Ontario’s updated COVID-19 screening protocols for children could relieve what child-care providers have described as a significant and unnecessary burden.
The provincial government on Thursday afternoon revealed an amended COVID-19 screening policy for children attending schools and child-care centres.
The new regulations feature a shorter list of symptoms that would require a child to be tested for COVID-19. The province said the new rules reflect the latest evidence and were made in consultation with pediatric infectious disease experts.
“This will ensure that our children are able to attend school or child care as much as possible while minimizing the risk of COVID-19 transmission,” said Ontario’s Associate Medical Officer of Health Dr. Barbara Yaffe.
Notably, children will no longer be removed from school or child care and advised to go for testing if they have a runny nose, headache, sore throat, fatigue or diarrhea. Children displaying any one of those symptoms will now be asked to go home for at least 24 hours and return only “when they feel well enough to do so.”
However, if a child has two or more of those symptoms, they will be asked to isolate and contact a health-care provider for further advice.
Those symptoms are “commonly associated with many other illnesses,” Yaffe said.
Children experiencing a fever, persistent cough, chills or a loss of taste or smell will still need to isolate and get medical advice, which includes the possibility that a child may need to be tested for COVID-19.
Dr. Yaffe said the updated regulations will give parents and family doctors a greater ability to assess a child’s health. In some cases a health-care provider may be able to provide an alternate diagnosis, bypassing the need for COVID-19 testing entirely.
“Schools and daycares should not be requiring a negative COVID test; in fact, they shouldn’t even require a doctor’s note,” Yaffe said during a Thursday news conference.
Abdominal pain and pinkeye have also been removed from the list of possible COVID-19 symptoms entirely.
‘Almost all of them had a runny nose’
Toronto child-care operators said they had been struggling for weeks under the previous rules.
Leigh Anne Jacques, the co-owner of Beaches Montessori School, said more than half of the children at her centre have been either sent home or barred from attending since the school reopened in September.
“That’s a really high number of children to be excluded from school for illness,” said Jacques.
“Unfortunately, in our toddler classroom, almost all of them had a runny nose in the first couple weeks of school.”
Amy O’Neil, director of Treetop Children’s Centre, also raised concerns about the previous screening policy, saying that it burdened parents by requiring them to take time off work and take their child for testing.
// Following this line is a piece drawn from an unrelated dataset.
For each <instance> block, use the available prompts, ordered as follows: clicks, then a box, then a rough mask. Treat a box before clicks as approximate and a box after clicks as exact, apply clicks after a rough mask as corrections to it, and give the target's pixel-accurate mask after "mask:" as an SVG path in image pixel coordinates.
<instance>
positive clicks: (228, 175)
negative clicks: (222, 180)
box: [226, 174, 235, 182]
“It’s just not a model that will work on an ongoing basis,” she said, noting Ontario’s ongoing issues around long lineups and wait times for test results.
O’Neil estimated that her centre has also sent home around half of its children over what she would consider mild symptoms. She described spending up to three hours on the phone per day calling Toronto Public Health, the Ministry of Health and the parents of symptomatic children.
“Typically in September we would never be calling parents unless symptoms were really bad,” she said. “In child care we’re very used to runny noses, coughs, diarrhea, the usual childhood symptoms.”
Education Minister Stephen Lecce indicated last week that the province would consider revising its list of symptoms requiring a COVID-19 test after a similar move by British Columbia health officials.